I have a longstanding theory that the first part of a major new architecture is far more important than derivative parts. I don't mean from a commercial perspective, but more in terms of predicting how the company is going to do in the next few years, as a stock trader might wish to do. The reason that the FX-8150 was so disastrous for AMD is not that it was merely a single bad SKU. It meant that outside of the cat cores for the low end, AMD's CPUs would be rather bad for the next 5 1/2 years.
Sometimes the first part of a new architecture is an oddball that makes it hard to judge the architecture. That was the case with Maxwell and the GeForce GTX 750 Ti, for example. The bottom of the line Maxwell part had what was at the time the largest L2 cache for any GPU ever. That took a lot of die space and made the card cost far too much for a lower end card, making it hard to gauge how efficient the architecture was otherwise. It wasn't until the launch of the GeForce GTX 980 later that year that it became clear that Nvidia had a winner on their hands.
The launch of Volta/Turing may well be the most extreme case of this ever. It started with GV100 in the Titan V, which wasn't optimized for graphics. The TU102, TU104, and TU106 dies of the higher end Turing cards were bloated by ray-tracing and tensor cores, with the former somewhat dubious for gaming in the near future and the latter completely worthless to gamers. On a performance per watt basis, or performance per model number (which is a stupid way to analyze cards), they were a fine advance.
The problem was the price tag. $1200 for a consumer card is an awfully tough sell, no matter what it can do. For a $700 card, gamers expect the top of the line, not something far removed from it. The prices were high because the die size was large, in part because it was bloated by unnecessary junk. That made Turing look bad up front, but held out the hope that it could be a fine architecture if you chop out the bloat.
Well, Nvidia just did exactly that. The TU116 die of the GeForce GTX 1660 Ti doesn't have ray tracing logic, nor does it have tensor cores. It does feature a stupid name that is completely out of whack with Nvidia's longstanding naming scheme, though it's less bad than the erratic names that AMD has been giving their Vega cards. Some back of the envelope arithmetic indicates that ray tracing and tensor cores combine for about 15%-20% of the die size of the earlier Turing cards.
So now we see what Turing can really do. The GTX 1660 Ti is about on par in performance with the GTX 1070, while using less power. That makes it a fine choice for consumers at $280, considering the rest of today's market.
But I'm not so interested in a particular SKU as in what this says about what Nvidia will have to offer for the next few years. And on that count, the news is decidedly bad.
The key point of reference is the GP104 die of the GeForce GTX 1080. The latter had a 314 mm^2 die of the Pascal architecture, as compared to 284 mm^2 for the TU116 die of the GTX 1660 Ti. So the new GPU has over 90% of the die size of one that Nvidia paper launched about 33 months earlier--an eternity in technology. The problem doesn't offer 90% of the performance of the GTX 1080.

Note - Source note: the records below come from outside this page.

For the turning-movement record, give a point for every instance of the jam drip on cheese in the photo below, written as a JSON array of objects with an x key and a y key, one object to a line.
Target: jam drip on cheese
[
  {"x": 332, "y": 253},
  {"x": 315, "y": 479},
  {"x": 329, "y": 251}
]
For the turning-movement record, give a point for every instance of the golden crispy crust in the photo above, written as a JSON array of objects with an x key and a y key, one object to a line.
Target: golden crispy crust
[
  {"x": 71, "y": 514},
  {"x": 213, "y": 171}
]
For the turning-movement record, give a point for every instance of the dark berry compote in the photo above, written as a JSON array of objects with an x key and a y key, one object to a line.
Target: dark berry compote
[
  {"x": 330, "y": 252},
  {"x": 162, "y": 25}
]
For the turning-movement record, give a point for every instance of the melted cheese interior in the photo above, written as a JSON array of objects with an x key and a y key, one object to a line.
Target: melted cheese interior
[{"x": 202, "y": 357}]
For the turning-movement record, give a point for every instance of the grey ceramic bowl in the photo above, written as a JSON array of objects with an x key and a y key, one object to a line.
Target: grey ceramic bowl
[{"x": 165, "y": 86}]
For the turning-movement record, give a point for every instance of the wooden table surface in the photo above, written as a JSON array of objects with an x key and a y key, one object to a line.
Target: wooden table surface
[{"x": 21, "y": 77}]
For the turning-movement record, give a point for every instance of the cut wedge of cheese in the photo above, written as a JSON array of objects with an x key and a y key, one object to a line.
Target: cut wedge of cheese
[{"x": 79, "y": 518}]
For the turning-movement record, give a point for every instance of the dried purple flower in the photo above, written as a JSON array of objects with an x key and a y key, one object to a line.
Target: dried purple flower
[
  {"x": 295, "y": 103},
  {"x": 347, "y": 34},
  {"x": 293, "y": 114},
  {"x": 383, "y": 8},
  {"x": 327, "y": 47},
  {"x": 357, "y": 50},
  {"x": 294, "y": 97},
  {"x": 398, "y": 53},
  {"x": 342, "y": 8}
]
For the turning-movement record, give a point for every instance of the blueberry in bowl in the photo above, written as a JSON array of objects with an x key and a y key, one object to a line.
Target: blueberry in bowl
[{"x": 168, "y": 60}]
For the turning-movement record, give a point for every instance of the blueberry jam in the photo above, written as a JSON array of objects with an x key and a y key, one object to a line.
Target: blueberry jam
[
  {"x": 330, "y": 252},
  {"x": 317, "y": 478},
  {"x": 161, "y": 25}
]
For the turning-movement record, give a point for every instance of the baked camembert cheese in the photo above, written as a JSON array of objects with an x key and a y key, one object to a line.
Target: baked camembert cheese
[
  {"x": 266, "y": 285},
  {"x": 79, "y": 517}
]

Over the course of 33 months, performance per mm^2 actually went down. That's awful, and almost never happens, at least if you exclude top end compute parts bloated by non-graphical stuff. And it's in spite of moving to a new, better process node. To be fair, moving from 16 nm to 12 nm isn't a full node die shrink, or even a half node. It's not so much a shrink at all as a more mature node tuned better for how Nvidia wanted it. But with the analogous move from Polaris 10 (Radeon RX 480) to Polaris 20 (Radeon RX 580) to Polaris 30 (Radeon RX 590), AMD at least saw performance per mm^2 go up, not down. It wasn't anything earth-shattering, but it sure beats going in the wrong direction entirely.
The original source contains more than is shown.